Lies, Damn Lies, and... Netcraft/Microsoft
- Dr. Roy Schestowitz
- 2009-04-12 10:57:24 UTC
- Modified: 2009-04-12 10:57:24 UTC
Is Netcraft an accomplice or merely a victim?
"It's part of a continuing behavior pattern by Microsoft that I think it's fair to call "dirty fighting." GoDaddy was using Apache (I assume on Linux) because it was a great technical solution. They didn't switch to IIS on Windows Server 2003 for any technical reason. The switch was accompanied by a press release by GoDaddy, containing Microsoft promotional language. Now, I've changed many servers from one thing to another, but I've never made a press release about it. GoDaddy wouldn't be doing that unless Microsoft had offered them something valuable in return. There has been talk in the domain business that Microsoft has been offering the large domain registries a wad of cash to switch their parked sites. There is no other reason to do this than to influence the Netcraft figures."
--Bruce Perens
THERE is a
very interesting new comment from GreyGeek which led to
further discussion (scroll down to the comments). He wrote:
[T]he GoDaddy, Google and other Netcraft debacles in the Spring of 2005 and later revealed that Netcraft does everything it can to twist the data in such a way that it increases Microsoft's webserver percentages and decreases FOSS's. With that twisting they have been able to make their "reporting" APPEAR that Apache's server share has dropped from over 70% to 46%, while Microsoft's has risen from under 20% to nearly 30%.

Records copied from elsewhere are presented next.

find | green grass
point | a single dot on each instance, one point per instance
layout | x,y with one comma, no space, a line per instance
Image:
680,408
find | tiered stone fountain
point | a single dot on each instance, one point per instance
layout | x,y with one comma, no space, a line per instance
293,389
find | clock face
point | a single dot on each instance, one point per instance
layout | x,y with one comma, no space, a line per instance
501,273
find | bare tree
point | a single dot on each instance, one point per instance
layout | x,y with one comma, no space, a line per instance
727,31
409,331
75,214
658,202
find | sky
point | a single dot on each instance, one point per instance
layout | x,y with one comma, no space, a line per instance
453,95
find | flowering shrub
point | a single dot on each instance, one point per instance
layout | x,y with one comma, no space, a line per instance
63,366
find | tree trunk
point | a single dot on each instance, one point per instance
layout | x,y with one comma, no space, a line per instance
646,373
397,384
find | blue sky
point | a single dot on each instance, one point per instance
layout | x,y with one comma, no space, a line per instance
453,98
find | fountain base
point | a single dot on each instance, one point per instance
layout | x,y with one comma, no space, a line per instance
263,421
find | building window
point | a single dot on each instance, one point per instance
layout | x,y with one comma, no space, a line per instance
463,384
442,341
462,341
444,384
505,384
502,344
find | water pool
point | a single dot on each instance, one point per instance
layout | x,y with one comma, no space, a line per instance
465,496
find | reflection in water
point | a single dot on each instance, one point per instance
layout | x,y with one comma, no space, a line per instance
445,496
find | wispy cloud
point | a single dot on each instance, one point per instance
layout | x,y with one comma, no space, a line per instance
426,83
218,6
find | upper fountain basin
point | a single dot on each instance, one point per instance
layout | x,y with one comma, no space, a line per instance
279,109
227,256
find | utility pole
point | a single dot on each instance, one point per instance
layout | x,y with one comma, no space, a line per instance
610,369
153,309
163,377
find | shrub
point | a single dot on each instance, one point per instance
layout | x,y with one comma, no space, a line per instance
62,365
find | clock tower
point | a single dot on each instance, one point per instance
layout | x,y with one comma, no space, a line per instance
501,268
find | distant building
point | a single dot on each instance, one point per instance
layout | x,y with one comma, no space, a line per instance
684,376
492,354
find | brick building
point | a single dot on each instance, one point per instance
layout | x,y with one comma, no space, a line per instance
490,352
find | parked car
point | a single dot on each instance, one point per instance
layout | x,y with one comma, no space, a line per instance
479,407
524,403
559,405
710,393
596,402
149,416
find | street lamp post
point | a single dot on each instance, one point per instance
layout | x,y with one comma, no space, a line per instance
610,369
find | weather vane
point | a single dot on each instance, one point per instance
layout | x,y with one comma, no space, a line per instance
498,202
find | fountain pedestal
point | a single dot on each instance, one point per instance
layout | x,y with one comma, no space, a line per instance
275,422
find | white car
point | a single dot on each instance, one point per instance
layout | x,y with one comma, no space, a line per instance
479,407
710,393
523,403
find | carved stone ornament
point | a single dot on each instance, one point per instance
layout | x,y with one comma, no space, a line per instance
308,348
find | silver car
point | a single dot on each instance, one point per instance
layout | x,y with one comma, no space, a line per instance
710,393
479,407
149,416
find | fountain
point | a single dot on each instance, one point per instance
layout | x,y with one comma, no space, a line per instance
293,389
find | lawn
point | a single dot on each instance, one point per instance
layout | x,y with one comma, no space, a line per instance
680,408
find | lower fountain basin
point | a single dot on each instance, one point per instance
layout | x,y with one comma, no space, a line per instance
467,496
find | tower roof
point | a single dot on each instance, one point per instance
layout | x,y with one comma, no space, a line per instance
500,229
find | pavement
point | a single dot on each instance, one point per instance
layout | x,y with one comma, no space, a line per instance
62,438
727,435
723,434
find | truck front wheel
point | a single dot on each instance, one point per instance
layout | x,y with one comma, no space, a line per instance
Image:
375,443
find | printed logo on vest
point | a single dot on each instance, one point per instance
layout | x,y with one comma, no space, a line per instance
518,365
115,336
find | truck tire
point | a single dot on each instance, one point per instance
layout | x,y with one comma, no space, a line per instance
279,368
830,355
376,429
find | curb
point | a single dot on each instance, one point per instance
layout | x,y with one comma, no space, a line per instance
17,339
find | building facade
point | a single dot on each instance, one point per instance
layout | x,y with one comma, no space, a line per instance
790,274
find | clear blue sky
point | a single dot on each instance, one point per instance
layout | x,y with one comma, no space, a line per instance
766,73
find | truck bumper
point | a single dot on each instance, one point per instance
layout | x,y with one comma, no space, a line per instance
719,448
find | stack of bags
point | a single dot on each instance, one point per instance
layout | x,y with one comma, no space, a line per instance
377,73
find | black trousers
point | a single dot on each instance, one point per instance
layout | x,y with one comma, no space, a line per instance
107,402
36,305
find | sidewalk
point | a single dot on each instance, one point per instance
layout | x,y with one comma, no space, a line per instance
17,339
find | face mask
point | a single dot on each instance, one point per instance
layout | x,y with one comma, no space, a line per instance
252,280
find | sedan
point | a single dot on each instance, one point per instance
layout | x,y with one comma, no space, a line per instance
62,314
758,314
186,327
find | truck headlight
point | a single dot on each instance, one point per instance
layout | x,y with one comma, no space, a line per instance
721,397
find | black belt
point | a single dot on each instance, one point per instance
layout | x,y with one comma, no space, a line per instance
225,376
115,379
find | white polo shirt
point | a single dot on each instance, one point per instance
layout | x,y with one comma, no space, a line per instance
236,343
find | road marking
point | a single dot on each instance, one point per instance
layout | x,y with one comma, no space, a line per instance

Deep down in their web site Netcraft concedes that in current "heavily used" websites Apache runs 66% while Microsoft runs only 18%. (See below!) In other words, for example, Netcraft counts the HUGE number of idle Microsoft servers that GoDaddy PARKS, while NOT counting ALL the web servers in Google's ACTIVE Linux server farm. Their logic for this hypocrisy is mind numbing. They use other similar "metrics" to extend the same distortions.
By comparison, another site which tracks web server market share is SecuritySpace:
http://www.securityspace.com/s_survey/data/200903/ index.html
which shows Apache's current share at 71% and Microsoft's is at 17%. From a dropdown combobox on the same page you can query various domains and countries to see how FOSS and MS compare in percentages. For example, France is 89% FOSS and 8% MS.
As noted before in the
context of Apache, Microsoft may be exploiting the nature of Netcraft statistics to promote itself, so this might not be Netcraft's fault. Nonetheless, it puts in serious doubt any output from Netcraft because its numbers were essentially 'hacked' in the sense that they are now being gamed. With regards to uptime,
another person points out:
Apparently in both cases, Microsoft offered to the customer "twice the quantity of servers (that normally would be needed in a RedHat/Apache implementation), and twice as many systems admins with full redundant service, "all at Microsoft's expense". The aim was to publicly show "reliability, scalability" of Microsoft technology as compared to the more established and respected competition.
We've already seen
just how unreliable Microsoft's poster child is. It's said to be another case of heavy redundancy for the illusion of stability.
To conclude,
says another commenter:
I had the same experience as you, GreyGeek. When I found out that Netcraft lost its objectivity (even its appearance of objectivity), and started rigging the numbers in late 2005 to make Microsoft's net presence look better than it actually was, I lost all respect for Netcraft's web survey.
Respect for Netcraft is so low now that it might as well just start reporting IIS as having 100% market share across the board. It wouldn't change anyone's opinion of Netcraft, so no harm could come from it. The only difference is that Netcraft could stop pretending it isn't an industry joke.
For what it's worth, according to Netcraft,
Boycott Novell is the 2156
th Web site in the world, as ranked by traffic. Although we served over 30,000 pages/day earlier in the week (as judged by AWStats metrics), it's very doubtful that Netcraft's traffic rank is not skewed in favour of system administrators. For similar but inversed reasons, Alexa ranks are GNU/Linux- and Firefox-hostile (more Windows/IE-oriented). I wrote about this in my personal Web site, which was at some stage ranked around 17,000
th, according to Alexa.
Via A9, Alexa ranks worked quite all right for GNU/Linux and Firefox users. That was
before Microsoft intervened and put an end to it.